En el silencio de la noche, el aire les trajo un sonido de pesadilla que ya se les había hecho familiar.
—¡Zombis! —dijo Noelia.
—Tenemos que irnos. Rápido —dijo Madi.
—No podemos dejar el dinero —objetó Escobar—. Es mucho.
—¿Te lo vas a gastar cuando estés muerto? Venga, ahora nos vamos y luego hablamos del reparto.
Carmela tiró de la manga de su marido. Éste se la sacudió de encima, pero luego pareció resignarse. Laura se preguntó cuál sería el reparto que habían acordado Escobar y los dos nigerianos. En teoría, no era asunto suyo.

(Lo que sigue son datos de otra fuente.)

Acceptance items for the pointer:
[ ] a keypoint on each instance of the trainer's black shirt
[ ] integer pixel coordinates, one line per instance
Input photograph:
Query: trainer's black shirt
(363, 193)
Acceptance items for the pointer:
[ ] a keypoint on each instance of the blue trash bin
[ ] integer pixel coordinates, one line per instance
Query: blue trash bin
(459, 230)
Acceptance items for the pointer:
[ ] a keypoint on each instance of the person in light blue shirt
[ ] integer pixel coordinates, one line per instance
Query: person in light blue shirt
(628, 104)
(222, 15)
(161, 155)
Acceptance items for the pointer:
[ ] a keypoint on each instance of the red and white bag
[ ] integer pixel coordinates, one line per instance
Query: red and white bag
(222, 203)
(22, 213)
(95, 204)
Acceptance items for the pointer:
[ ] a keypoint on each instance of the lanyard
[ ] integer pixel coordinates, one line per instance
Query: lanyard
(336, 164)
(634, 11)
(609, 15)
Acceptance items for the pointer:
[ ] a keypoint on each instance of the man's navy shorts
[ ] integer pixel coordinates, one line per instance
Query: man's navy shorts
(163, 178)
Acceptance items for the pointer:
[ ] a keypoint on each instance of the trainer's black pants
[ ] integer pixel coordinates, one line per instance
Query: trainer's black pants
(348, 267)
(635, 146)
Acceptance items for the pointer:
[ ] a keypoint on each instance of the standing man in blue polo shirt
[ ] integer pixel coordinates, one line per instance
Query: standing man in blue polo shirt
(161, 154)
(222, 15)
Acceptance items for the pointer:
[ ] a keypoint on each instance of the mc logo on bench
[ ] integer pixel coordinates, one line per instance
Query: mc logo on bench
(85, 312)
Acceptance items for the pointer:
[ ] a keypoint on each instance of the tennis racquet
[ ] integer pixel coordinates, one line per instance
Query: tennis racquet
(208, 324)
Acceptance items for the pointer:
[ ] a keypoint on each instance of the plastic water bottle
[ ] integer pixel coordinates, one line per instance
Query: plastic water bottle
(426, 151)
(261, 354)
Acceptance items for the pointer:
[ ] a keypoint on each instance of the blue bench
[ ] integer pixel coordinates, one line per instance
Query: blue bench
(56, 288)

Pero sólo en teoría: ella no dejaba de ser testigo de actividades delictivas, y los criminales tienen tendencia a eliminar a las personas que pueden incriminarlos.
—Tenemos que llegar a la playa. Vamos —insistió Madi, dirigiéndose hacia el sitio donde había volcado el camión.
—Espera —dijo Escobar—. Conozco este terreno. El camino da bastantes vueltas. Para llegar cuanto antes, lo mejor es atajar a través de los invernaderos.
—Si nos encontramos con infectados dentro de uno, nos van a acorralar —objetó Madi.
—Las calles entre los invernaderos son muy estrechas. Estaremos igual de acorralados fuera que dentro.
—¿Y si nos perdemos?
Escobar se volvió hacia la izquierda y señaló hacia el cielo. No había ni una sola nube y la luna brillaba casi en su cénit.
—El mar está por allí, no tiene pérdida. Tenemos que caminar siempre hacia el sur.
Laura volvió a encender el iPhone y activó la brújula. Por suerte, esa utilidad no dependía de la cobertura. Escobar andaba en lo cierto: la aguja que indicaba el norte señalaba a los invernaderos que estaban a la derecha de la carretera, lo que significaba que el sur estaba a la izquierda.
Se pusieron en camino. Adu repartió las últimas provisiones que le quedaban: sándwiches y bollicaos incautados de la máquina del hospital. Laura tomó un trozo de sándwich y lo mordisqueó sin demasiada convicción. En algún momento de la pesadilla, había pensado que se sentía tan cansada como si hubiera corrido media maratón. Ahora ya se encontraba mucho más allá del agotamiento.